Support us on Patreon to keep GamingOnLinux alive. This ensures we have no timed articles and no paywalls. Just good, fresh content! Alternatively, you can donate through PayPal, Flattr, Liberapay or Buy us a Coffee. You can also buy games using our partner links for GOG and Humble Store.
PC freeze with Vega and should I buy a RTX 2060 super?
Page: 1/2»
  Go to:
Dax Tailor 6 March 2020 at 7:46 pm UTC

Hi every one.
A while ago I build a new Ryzen 3000 PC with a Vega 56 GPU. For month now my PC is freezing randomly. With freezing I mean nothing works anymore, no virtual consol, no ping, no kernel sysreq. Have to do a hw reset. And there is never an error in the kernel log.
I tried everything I could find on the internet (BIOS changes, Kernel Boot options etc.) but nothing helps. Even the RAM is currently on the low default clock.
The main problem is, I can't reproduce it. But it happens always when a game is running. It never happens when I watch videos for example. So I don't think this is the C6 state problem. Even games with a low CPU and GPU usage, so it is not related to a high power usage.
About 2 weeks ago I watched a video from AdoreTV and he sad that this happens on Windows too. Because I thought that is a Linux problem I never looked into Windows related search results
However, the Windows problem is related to the Vega and Navi GPUs, not the Ryzen CPU.
I really hate so say that, but I'm very close to buy a NVidia (2060super) card. If this problem does not go away very soon I might even give up gaming on the PC. (Which is a bit of a pity with at least 30 not played games on steam, but I already found a new hobby, building Lego-kind sets, and I'm 53.)
Anyway, I think my question at the moment is not so much about how to fix the problem, although I might try if someone has an idea, but is there any known issue with a RTX 2060 super on linux at the moment? Don't want to spend over €450,- when there are other big problems.
Currently running Manjaro unstable? with the 5.5.7 kernel.
Thanks for reading this,
Bye

sr_ls_boy 6 March 2020 at 8:18 pm UTC

You could try to ssh into your computer to gather some more information.

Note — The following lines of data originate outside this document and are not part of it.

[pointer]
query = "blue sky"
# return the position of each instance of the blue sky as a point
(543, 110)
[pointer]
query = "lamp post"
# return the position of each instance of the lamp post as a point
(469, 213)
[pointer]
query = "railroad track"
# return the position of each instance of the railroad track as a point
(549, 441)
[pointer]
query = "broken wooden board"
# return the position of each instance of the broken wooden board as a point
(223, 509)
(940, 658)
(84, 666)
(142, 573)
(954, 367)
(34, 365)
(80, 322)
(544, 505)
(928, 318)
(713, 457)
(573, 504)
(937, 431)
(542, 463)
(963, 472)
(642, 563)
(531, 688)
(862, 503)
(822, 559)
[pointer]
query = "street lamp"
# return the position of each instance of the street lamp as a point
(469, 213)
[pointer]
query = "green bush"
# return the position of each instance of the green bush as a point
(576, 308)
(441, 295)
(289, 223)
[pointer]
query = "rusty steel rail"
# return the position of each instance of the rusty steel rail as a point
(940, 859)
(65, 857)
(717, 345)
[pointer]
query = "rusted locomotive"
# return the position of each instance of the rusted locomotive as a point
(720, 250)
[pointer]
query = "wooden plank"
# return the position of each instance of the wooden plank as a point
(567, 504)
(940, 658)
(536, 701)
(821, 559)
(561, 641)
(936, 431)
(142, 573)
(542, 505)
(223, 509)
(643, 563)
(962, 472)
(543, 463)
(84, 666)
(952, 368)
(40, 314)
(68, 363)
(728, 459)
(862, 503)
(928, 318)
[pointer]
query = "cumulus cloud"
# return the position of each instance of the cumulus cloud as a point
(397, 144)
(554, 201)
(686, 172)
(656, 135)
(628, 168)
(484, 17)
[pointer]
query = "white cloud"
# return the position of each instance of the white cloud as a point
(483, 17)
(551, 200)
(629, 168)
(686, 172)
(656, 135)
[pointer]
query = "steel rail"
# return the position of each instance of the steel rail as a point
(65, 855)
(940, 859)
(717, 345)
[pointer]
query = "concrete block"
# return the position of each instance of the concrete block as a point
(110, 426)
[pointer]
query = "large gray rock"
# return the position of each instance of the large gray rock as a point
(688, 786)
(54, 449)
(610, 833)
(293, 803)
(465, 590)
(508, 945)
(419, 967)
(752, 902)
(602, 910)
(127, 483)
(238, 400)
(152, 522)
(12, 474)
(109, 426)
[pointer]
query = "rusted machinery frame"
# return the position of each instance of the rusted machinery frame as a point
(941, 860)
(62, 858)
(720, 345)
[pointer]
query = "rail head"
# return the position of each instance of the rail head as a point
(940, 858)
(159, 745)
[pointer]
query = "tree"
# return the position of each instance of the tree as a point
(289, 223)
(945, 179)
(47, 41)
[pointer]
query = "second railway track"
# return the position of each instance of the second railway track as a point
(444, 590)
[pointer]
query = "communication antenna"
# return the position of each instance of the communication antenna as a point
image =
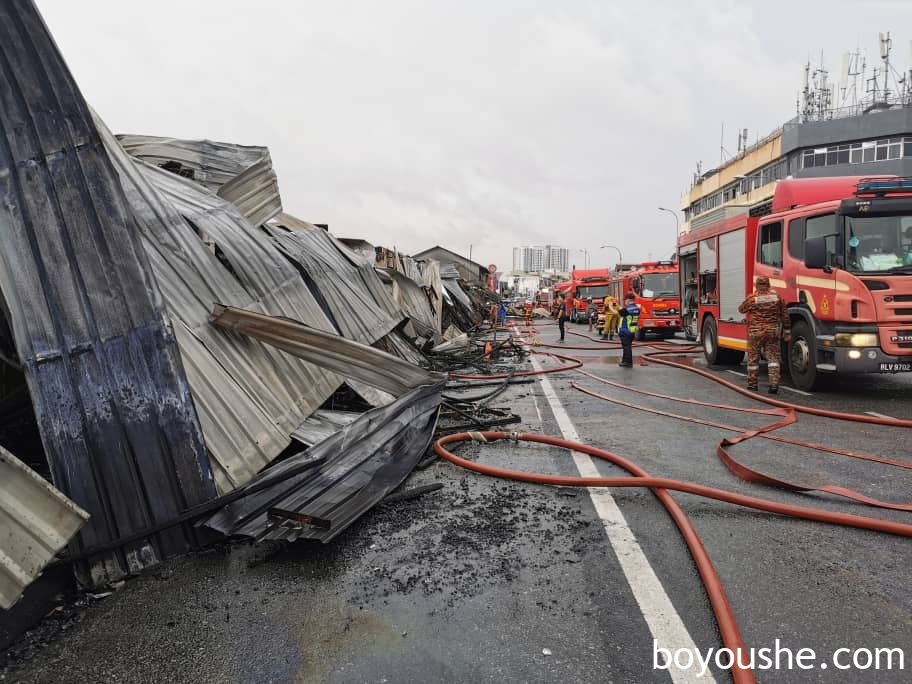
(885, 45)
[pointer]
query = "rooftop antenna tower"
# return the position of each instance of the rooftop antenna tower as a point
(885, 45)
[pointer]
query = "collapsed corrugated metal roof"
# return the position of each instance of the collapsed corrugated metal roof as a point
(352, 470)
(413, 299)
(99, 245)
(112, 404)
(36, 521)
(240, 174)
(321, 425)
(319, 493)
(364, 363)
(249, 397)
(350, 292)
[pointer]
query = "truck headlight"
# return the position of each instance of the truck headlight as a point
(856, 339)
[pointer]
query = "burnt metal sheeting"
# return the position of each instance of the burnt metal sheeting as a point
(457, 293)
(36, 521)
(358, 361)
(397, 345)
(111, 399)
(249, 396)
(413, 300)
(448, 271)
(364, 461)
(350, 291)
(239, 174)
(321, 425)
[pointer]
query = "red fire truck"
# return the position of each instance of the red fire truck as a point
(588, 283)
(838, 250)
(654, 285)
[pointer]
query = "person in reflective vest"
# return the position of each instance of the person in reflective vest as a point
(611, 317)
(766, 317)
(629, 316)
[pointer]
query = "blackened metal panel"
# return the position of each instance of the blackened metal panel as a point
(359, 465)
(349, 290)
(111, 399)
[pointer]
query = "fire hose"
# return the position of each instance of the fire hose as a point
(787, 412)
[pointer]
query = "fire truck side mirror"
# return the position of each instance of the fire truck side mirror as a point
(815, 252)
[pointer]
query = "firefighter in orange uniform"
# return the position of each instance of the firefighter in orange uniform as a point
(767, 323)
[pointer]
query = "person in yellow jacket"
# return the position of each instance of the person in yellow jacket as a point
(612, 317)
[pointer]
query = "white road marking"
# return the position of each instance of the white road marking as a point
(664, 622)
(535, 403)
(879, 415)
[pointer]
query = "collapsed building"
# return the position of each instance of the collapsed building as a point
(168, 332)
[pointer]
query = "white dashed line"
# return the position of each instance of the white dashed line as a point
(663, 620)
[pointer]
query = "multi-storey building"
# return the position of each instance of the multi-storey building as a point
(535, 259)
(868, 138)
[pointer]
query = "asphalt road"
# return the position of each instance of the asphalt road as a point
(491, 580)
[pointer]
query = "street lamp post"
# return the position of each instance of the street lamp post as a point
(620, 256)
(677, 226)
(586, 253)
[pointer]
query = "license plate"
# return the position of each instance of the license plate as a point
(896, 367)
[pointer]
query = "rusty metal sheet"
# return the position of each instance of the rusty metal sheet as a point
(111, 399)
(36, 521)
(240, 174)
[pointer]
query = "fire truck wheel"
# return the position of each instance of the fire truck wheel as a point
(802, 357)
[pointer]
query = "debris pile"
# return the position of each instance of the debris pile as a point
(169, 332)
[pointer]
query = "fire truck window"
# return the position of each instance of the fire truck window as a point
(707, 256)
(796, 238)
(771, 244)
(825, 225)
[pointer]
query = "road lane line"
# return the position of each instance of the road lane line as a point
(664, 622)
(879, 415)
(535, 403)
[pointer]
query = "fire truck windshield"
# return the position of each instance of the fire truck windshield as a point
(660, 285)
(879, 244)
(593, 291)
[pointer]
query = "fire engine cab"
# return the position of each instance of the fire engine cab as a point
(838, 251)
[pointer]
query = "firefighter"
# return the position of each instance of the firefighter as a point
(611, 317)
(629, 316)
(766, 317)
(561, 315)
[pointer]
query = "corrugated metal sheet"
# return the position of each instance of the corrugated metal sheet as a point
(413, 300)
(449, 271)
(36, 521)
(457, 293)
(110, 396)
(364, 363)
(239, 174)
(364, 461)
(249, 396)
(349, 291)
(321, 425)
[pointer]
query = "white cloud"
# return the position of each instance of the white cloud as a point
(485, 123)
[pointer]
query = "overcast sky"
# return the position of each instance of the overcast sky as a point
(488, 123)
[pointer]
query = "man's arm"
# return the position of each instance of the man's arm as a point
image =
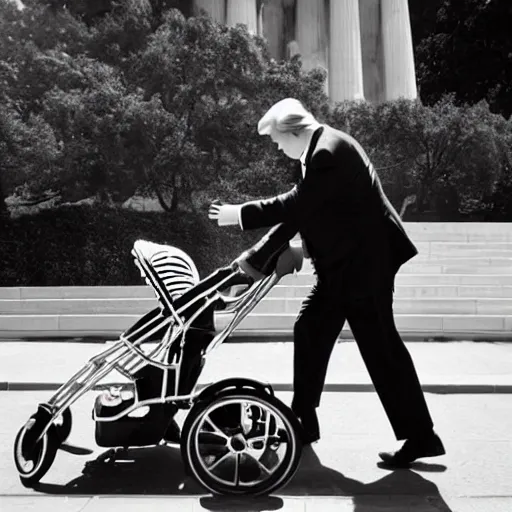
(325, 181)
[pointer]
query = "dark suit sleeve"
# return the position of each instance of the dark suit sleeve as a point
(325, 181)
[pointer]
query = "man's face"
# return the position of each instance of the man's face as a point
(289, 143)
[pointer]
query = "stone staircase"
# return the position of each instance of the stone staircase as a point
(458, 287)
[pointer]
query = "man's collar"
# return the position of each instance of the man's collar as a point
(313, 137)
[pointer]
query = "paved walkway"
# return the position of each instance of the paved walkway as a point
(443, 367)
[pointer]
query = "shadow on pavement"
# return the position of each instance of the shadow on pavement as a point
(159, 470)
(403, 489)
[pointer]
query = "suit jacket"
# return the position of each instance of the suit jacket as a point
(353, 234)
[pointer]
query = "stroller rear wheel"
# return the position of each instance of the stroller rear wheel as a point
(241, 442)
(32, 464)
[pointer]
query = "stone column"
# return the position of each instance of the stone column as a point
(399, 71)
(242, 11)
(311, 33)
(215, 8)
(272, 24)
(371, 50)
(345, 62)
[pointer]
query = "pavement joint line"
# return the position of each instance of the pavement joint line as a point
(288, 387)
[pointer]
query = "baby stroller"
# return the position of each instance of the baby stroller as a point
(237, 437)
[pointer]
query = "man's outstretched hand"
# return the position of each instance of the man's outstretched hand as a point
(224, 214)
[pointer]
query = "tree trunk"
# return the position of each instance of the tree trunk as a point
(4, 212)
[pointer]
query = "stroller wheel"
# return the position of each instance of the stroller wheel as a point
(63, 425)
(33, 464)
(241, 442)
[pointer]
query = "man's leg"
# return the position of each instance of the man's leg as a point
(389, 364)
(316, 329)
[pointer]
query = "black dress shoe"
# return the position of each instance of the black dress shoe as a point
(412, 449)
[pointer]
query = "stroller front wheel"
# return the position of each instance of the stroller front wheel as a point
(33, 464)
(241, 442)
(63, 425)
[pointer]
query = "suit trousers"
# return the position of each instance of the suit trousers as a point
(370, 317)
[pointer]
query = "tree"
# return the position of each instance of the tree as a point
(450, 157)
(468, 54)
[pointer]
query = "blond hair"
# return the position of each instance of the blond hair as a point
(288, 115)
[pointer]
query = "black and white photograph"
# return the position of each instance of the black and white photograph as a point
(256, 255)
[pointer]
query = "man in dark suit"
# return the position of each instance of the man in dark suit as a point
(357, 243)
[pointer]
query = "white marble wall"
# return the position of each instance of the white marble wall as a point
(400, 74)
(215, 8)
(345, 59)
(242, 11)
(365, 45)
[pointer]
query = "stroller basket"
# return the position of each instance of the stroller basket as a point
(161, 357)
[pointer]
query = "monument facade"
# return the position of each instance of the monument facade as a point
(364, 45)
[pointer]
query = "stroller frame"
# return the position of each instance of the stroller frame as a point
(166, 327)
(126, 357)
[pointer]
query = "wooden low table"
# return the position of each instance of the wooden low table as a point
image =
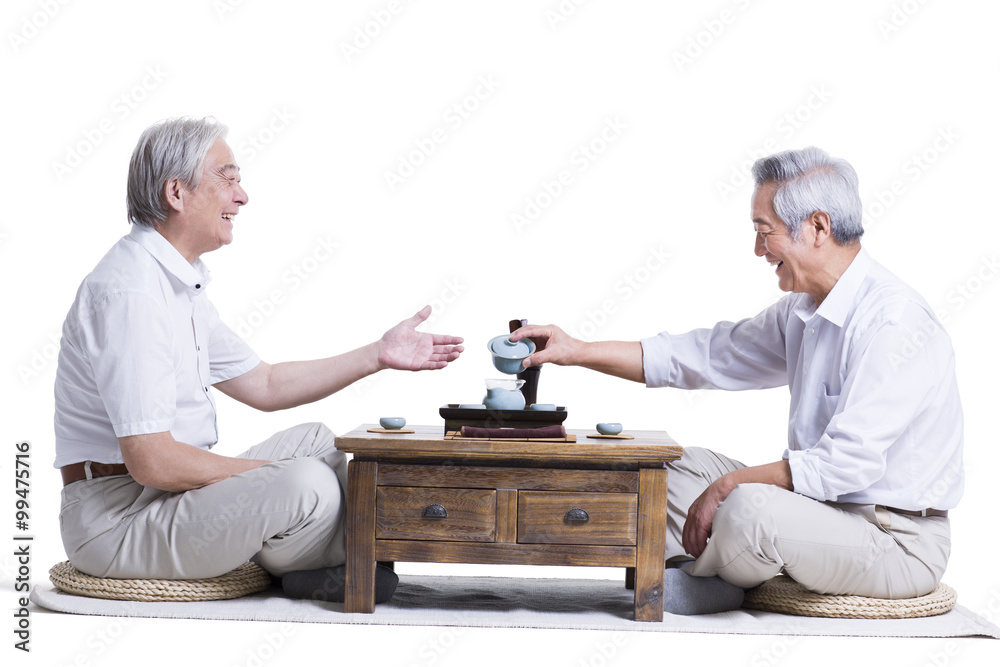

Dax Tailor 6 March 2020 at 8:45 pm UTC

You mean when its frozen?
I tried this, there is no connection possible, even a ping is not working anymore.
For some testing I let a a little script read out the current GPU state from /sys directory and let it shown on the other computer every second. When the gaming PC stop working, the update stops too.
Btw, the other computer is a DELL laptop with a pentium 3M, with 512MB RAM, 64GB PATA-SSD and runs Mint with an i3 WM. (Thought that a little bit funny to mention.)

sr_ls_boy 6 March 2020 at 9:06 pm UTC

Maybe ssh in the other direction and dump your kernel logs on your dell laptop.
I would ask on the mesa issues page for help.

EDIT
Give us something to read. Start a game and then post the contents of dmesg.
Tell us about your graphics stack. I don't have manjaro. What version of mesa?
What version of libdrm? How about the contents of /var/log/Xorg0.log? Do you
use ACO as your shader compiler?

Last edited by sr_ls_boy on 6 March 2020 at 9:17 pm UTC

Dax Tailor 6 March 2020 at 9:19 pm UTC

Hmm, that I have not thought about. I have to check out how to write the logs over the LAN.
I'm not sure how much part of the driver is in mesa (at least the 3D part). Can mesa even crash the kernel? But it is worth at to look there. I can't recall that any mesa related came up by my google search.
Thanks

sr_ls_boy 6 March 2020 at 9:20 pm UTC

Give us a dmesg and a /var/log/Xorg0.log if able.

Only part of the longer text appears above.